Comme ce fut le cas en 2002 pour le gouvernement Jospin, la déroute est sans appel pour le gouvernement Chirac-Raffarin-Sarkozy.
L’augmentation significative du nombre des suffrages exprimés, accélérée au second tour, rompt avec de nombreuses années où l’abstention ne cessait de progresser. Elle témoigne d’un sursaut de la conscience civique : les citoyens ont utilisé leur bulletin de vote comme un outil jugé efficace permettant de changer les choses.

Briser le cercle infernal
Les citoyens ont rejeté les politiques de démolition sociale menées depuis deux ans, en connivence avec le Medef. Ces élections ont prolongé victorieusement dans les urnes les mobilisations du printemps 2003 sur les retraites, et celles qui ont suivi : chercheurs, intermittents du spectacle, chômeurs, mal-logés, salariés voulant préserver leur emploi, enseignants, agents hospitaliers, pompiers...
Les citoyens ont censuré, entre autres, les mesures contre les services publics et la protection sociale, qualifiées, pour l’occasion, de " réformes ". Ils ont condamné la passivité des pouvoirs publics face à la violence et la multiplication des vagues de licenciements, l’impunité des patrons voyous, le démantèlement du Code du travail, ainsi que les agressions frontales contre les droits des chômeurs. A cette version française des préceptes de la mondialisation néolibérale, préconisée par les institutions financières internationales, et parfois aggravée par les politiques européennes, la société vient de dire un " non " d’une vigueur sans précédent en France.
Par son travail quotidien d’éducation populaire, visant à mettre en lumière la cohérence néolibérale des politiques gouvernementales, d’un département ministériel à un autre, de François Fillon à Luc Ferry, de Jean-Jacques Aillagon à Jean-François Mattéi et Francis Mer, Attac a contribué à ce rejet global et massif du néolibéralisme. Très logiquement, l’association a constamment insisté sur la nécessité de leur opposer une autre cohérence politique et sociale en brisant le cercle infernal du libéralisme.

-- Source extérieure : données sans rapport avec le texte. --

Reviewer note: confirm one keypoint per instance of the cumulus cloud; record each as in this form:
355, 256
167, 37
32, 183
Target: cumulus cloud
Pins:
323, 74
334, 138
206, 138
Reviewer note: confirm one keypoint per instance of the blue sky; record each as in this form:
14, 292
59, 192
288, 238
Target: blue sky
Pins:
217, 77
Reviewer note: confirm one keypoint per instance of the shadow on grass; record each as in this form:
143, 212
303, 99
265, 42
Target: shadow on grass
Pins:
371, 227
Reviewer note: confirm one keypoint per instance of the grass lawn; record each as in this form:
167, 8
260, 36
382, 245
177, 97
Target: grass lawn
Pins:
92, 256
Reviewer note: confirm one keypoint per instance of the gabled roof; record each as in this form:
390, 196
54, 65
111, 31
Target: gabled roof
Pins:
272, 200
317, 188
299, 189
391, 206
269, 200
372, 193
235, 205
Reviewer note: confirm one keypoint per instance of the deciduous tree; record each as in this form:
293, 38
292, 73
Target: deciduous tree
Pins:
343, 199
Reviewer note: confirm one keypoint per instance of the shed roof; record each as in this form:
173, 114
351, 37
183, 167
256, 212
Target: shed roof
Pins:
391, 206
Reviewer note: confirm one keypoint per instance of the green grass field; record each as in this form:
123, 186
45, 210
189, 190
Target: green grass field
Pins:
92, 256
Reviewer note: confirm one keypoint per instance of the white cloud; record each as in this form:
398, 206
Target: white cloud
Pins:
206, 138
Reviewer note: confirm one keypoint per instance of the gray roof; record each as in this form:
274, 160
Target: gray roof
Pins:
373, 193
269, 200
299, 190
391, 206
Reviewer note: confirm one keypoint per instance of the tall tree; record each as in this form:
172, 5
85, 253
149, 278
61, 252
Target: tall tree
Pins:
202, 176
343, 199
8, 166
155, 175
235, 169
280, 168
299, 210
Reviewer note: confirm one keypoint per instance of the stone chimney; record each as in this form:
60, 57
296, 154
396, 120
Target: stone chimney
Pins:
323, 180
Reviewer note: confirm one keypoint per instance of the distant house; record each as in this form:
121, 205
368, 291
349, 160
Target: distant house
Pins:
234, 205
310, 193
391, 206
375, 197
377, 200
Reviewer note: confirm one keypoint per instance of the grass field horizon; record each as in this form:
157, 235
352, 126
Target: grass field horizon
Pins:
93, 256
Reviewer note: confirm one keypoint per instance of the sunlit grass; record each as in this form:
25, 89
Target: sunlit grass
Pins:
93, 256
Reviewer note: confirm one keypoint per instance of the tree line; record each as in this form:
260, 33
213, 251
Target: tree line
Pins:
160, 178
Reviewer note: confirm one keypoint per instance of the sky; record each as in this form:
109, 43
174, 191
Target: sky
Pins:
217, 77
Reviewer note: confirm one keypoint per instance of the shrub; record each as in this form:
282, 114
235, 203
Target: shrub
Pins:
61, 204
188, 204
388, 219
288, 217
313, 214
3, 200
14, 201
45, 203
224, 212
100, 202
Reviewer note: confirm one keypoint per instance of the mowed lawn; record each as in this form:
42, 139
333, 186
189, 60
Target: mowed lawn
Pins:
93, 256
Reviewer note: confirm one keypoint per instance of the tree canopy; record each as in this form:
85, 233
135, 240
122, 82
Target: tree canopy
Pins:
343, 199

L’exigence d’une autre politique
Les premières déclarations des principaux responsables du gouvernement et de sa majorité parlementaire, ainsi que la reconduction de Jean-Pierre Raffarin à Matignon, démontrent une incapacité à entendre le message des électeurs. En affirmant que les contre-réformes prévues : Sécurité sociale, privatisations (France Télécom, SNECMA, Air France, EDF-GDF), mise aux normes libérales de l’Ecole et de l’Université, démantèlement de La Poste, remise en cause du droit du travail, etc. devaient être menées à bien quoi qu’il arrive, ils font preuve d’un autisme inquiétant.
La mobilisation sociale doit être à la hauteur de cette obstination, mais, pour être pleinement efficace, elle doit s’articuler à la perspective d’autres politiques dans tous les domaines concernés. Il est certes indispensable de dire " non ", mais on attend des responsables politiques qu’ils disent également " oui " à autre chose, en particulier à l’abrogation des mesures déjà adoptées, notamment en matière de retraites. Attac contribuera à cette démarche par ses analyses et ses propositions. L’association donnera ainsi le maximum de retentis-sement aux états généraux de l’assurance maladie qu’elle organise le samedi 24 avril à Paris.

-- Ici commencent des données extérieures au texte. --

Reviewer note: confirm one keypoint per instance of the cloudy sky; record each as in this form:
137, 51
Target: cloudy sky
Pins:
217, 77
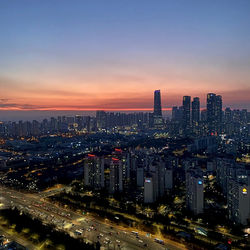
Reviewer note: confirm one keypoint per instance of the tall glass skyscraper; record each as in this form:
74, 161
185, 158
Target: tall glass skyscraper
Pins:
157, 115
186, 113
214, 112
195, 110
157, 103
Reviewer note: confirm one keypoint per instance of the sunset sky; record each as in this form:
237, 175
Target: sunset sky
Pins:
81, 55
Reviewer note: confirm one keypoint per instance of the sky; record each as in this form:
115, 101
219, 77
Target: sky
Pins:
112, 55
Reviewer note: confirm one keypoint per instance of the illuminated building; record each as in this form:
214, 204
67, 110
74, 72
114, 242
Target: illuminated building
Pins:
239, 202
158, 121
214, 113
149, 192
116, 174
194, 191
94, 172
186, 114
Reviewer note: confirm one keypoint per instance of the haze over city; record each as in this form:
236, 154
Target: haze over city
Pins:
111, 55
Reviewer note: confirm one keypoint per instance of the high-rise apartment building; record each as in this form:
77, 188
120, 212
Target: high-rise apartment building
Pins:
94, 172
157, 115
194, 191
195, 110
157, 103
116, 176
186, 114
214, 113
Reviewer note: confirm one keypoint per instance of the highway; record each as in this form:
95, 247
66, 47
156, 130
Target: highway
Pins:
109, 235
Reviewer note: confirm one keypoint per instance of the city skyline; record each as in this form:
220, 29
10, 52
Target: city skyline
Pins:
99, 56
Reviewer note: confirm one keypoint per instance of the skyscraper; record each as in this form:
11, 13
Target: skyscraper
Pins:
157, 115
157, 103
186, 114
194, 191
214, 112
195, 110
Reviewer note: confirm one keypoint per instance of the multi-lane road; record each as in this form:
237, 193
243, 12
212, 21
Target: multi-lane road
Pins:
85, 226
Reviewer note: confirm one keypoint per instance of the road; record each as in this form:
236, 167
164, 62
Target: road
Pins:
111, 236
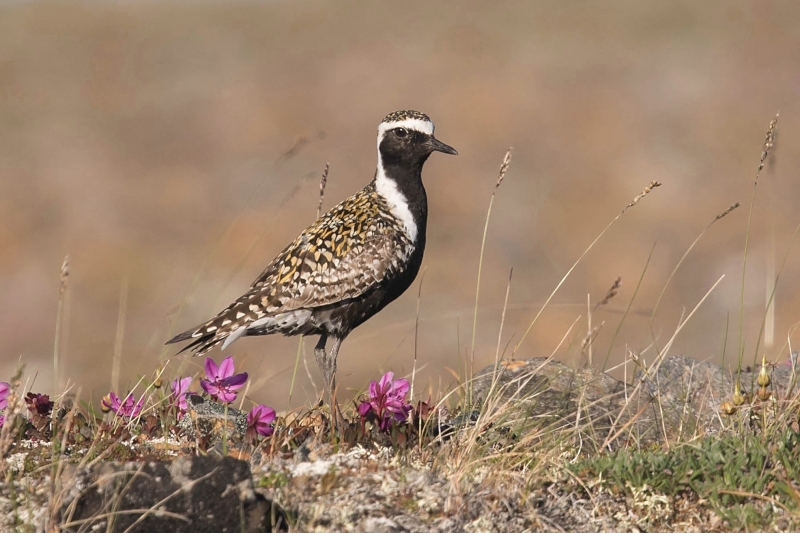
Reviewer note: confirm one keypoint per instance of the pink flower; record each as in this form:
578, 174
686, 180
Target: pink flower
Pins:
5, 388
180, 388
222, 383
259, 421
130, 408
387, 401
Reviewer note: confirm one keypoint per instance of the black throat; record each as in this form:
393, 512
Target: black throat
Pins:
407, 177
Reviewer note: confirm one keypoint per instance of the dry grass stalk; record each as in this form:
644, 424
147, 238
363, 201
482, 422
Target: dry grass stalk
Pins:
769, 141
653, 184
323, 182
62, 296
636, 200
501, 176
612, 291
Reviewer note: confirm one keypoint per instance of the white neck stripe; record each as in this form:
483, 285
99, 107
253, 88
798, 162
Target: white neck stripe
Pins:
397, 201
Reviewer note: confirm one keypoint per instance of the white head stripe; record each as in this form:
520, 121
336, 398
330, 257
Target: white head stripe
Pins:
422, 126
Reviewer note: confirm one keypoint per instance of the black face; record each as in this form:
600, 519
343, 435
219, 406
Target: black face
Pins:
410, 147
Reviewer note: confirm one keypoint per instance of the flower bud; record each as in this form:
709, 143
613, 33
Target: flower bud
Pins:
763, 394
727, 408
105, 403
738, 397
763, 376
159, 381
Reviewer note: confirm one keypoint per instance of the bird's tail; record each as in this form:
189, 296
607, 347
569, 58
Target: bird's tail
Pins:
205, 336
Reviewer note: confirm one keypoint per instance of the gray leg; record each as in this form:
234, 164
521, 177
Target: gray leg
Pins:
322, 358
327, 365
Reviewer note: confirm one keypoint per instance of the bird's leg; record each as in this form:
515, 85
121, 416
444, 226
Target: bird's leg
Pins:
330, 378
327, 365
321, 357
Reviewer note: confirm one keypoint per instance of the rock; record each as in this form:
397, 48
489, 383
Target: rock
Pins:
543, 392
681, 396
202, 494
206, 419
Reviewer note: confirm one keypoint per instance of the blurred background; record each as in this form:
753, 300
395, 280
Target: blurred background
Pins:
172, 149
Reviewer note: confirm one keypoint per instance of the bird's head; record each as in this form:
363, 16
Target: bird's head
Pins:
406, 137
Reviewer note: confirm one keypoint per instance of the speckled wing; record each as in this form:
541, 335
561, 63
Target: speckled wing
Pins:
353, 247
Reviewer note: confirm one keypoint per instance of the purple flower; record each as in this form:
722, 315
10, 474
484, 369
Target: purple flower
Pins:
5, 388
259, 421
39, 404
130, 408
387, 401
180, 388
222, 383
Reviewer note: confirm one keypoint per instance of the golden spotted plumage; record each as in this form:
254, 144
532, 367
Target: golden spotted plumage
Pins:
350, 249
349, 264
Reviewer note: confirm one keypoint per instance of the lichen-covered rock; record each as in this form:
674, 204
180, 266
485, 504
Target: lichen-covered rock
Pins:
203, 494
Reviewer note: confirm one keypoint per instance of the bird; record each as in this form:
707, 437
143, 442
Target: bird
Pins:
349, 264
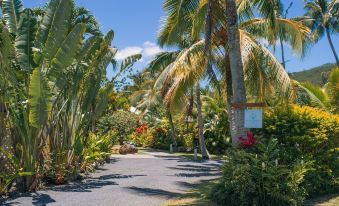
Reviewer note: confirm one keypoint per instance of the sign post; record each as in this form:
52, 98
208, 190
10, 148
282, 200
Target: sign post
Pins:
253, 117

Ni absolution ni blanc-seing
Le vote de mars a servi de vecteur au refus d’une généralisation de la précarité à toutes les catégories de la société et à l’exigence de justice sociale. Il ne vaut pas pour autant absolution ou blanc-seing pour les formations politiques qui ont remporté les élections, et auxquelles les électeurs ont accordé une nouvelle chance. Elles sont maintenant au pied du mur, sous le regard circonspect de citoyens échaudés. Deux très proches échéances permettront de vérifier si elles ont bien perçu le sens des votes des 21 et 28 mars, et d’apprécier leur détermination et la sincérité de leur engagement dans le combat contre le néolibéralisme.
En premier lieu, il leur appartiendra de faire des régions qu’elles dirigent des boucliers qui, dans le cadre de leurs compétences, s’opposeront aux politiques néolibérales et feront du neuf, principalement dans le domaine de la démocratisation de la vie publique, de la réduction des inégalités sociales, de l’emploi et du logement. Plus généralement, il leur faudra donner un contenu concret, en termes de propositions alternatives, au message sans ambiguïté envoyé par le suffrage universel au gouvernement Chirac-Raffarin-Sarkozy.
En second lieu, ces formations politiques devront adopter des positions sans équivoque à l’occasion de l’échéance qui se profile : celle de l’adoption, par les gouvernements des 25 pays membres de l’Union européenne, du projet de traité constitutionnel. Cette adoption pourrait intervenir juste avant ou juste après le 13 juin, date des élections européennes. Si, comme tout le donne actuellement à penser, ce projet ne fait que reprendre les propositions de la Convention en matière de contenu des politiques européennes, c’est, comme nous en a aimablement avertis Valéry Giscard d’Estaing, à une peine incompressible de 30 à 50 ans de néolibéralisme que nous serions condamnés.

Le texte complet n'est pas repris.